Sotto accusa salsiccia, hot dog, affettati e carni rosse trattate: associazione con tre tipi di tumore
Una salsiccia o una lattina di carne in scatola sono come un pacchetto di sigarette o un tetto ricoperto di amianto. Il paragone puo’ sembrare eccessivo ma tutte queste sostanze condividono la stessa classe di cancerogenicita’ dell’Organizzazione mondiale della sanita’ (Oms), la piu’ pericolosa: la conferma e’ arrivata oggi con la decisione dell’Agenzia per la Ricerca sul Cancro (Iarc) dell’Oms di inserire le ‘processed meat’, ovvero le carni lavorate, nel gruppo numero 1, riservando invece alle carni rosse una piu’ ‘benevola’ definizione di ‘probabilmente cancerogene’.

La decisione, anticipata nei giorni scorsi, e’ stata presa da un team di 22 ricercatori di 10 paesi dopo una revisione di circa 800 studi pubblicati negli anni sulla questione, che hanno analizzato la relazione tra questi alimenti e 15 tipi di cancro diversi. Particolarmente severo e’ stato il giudizio sulla carne lavorata, che secondo la definizione dell’Iarc e’ ”la carne che e’ stata trasformata mediante salatura o altri processi”. Il gruppo di lavoro ha classificato il consumo di carne lavorata nel gruppo 1 in base a una ”evidenza sufficiente per il tumore colorettale – ha concluso il panel -. Inoltre e’ stata trovata una associazione tra consumo e tumore allo stomaco. La possibilita’ di errore non puo’ invece essere esclusa con lo stesso grado di confidenza per il consumo di carne rossa”.

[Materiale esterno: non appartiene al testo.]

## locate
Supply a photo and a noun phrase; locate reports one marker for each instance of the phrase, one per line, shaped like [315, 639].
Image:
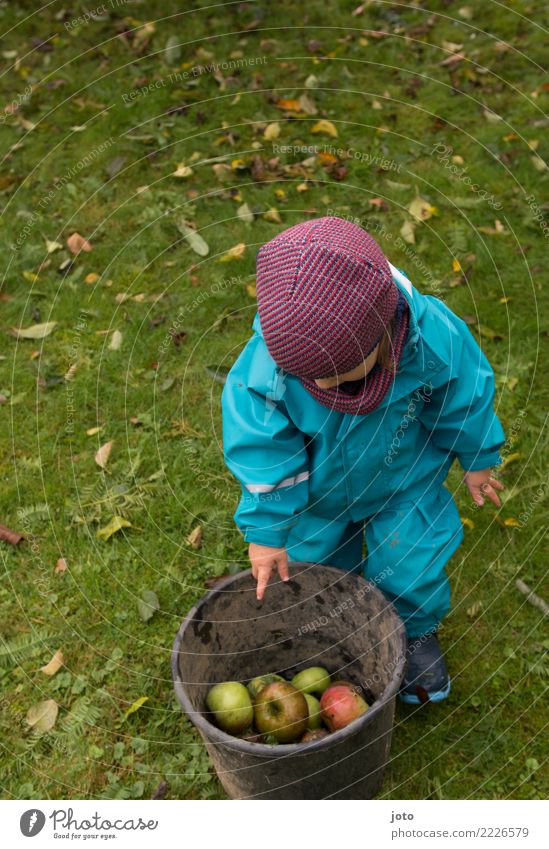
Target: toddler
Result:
[341, 419]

Rilevata comunque un’associazione tra consumo di questo tipo di carne e maggior rischio per 3 tipi di tumore: al colon, al pancreas e alla prostata. Ed ancora: per quanto riguarda la carne lavorata gli esperti hanno calcolato che una porzione di 50 grammi al giorno di carne trattata corrisponde a un maggior rischio di tumore del colon-retto del 18%. Per la carne rossa, si legge nel documento pubblicato su Lancet Oncology, il rischio aumenterebbe del 17% ogni 100 grammi, anche se gli esperti si riservano un margine di dubbio. La notizia ha subito suscitato un coro di commenti: l’oncologo Umberto Veronesi rileva che tale studio non coglie di sorpresa ed afferma che, ”il consumo di carne andrebbe eliminato del tutto, per motivi etici ed ambientali”, mentre il presidente dell’Associazione italiana di oncologia medica (Aiom) Carmine Pinto rileva come la decisione dell’Oms rappresenti un invito a tornare alla Dieta Mediterranea.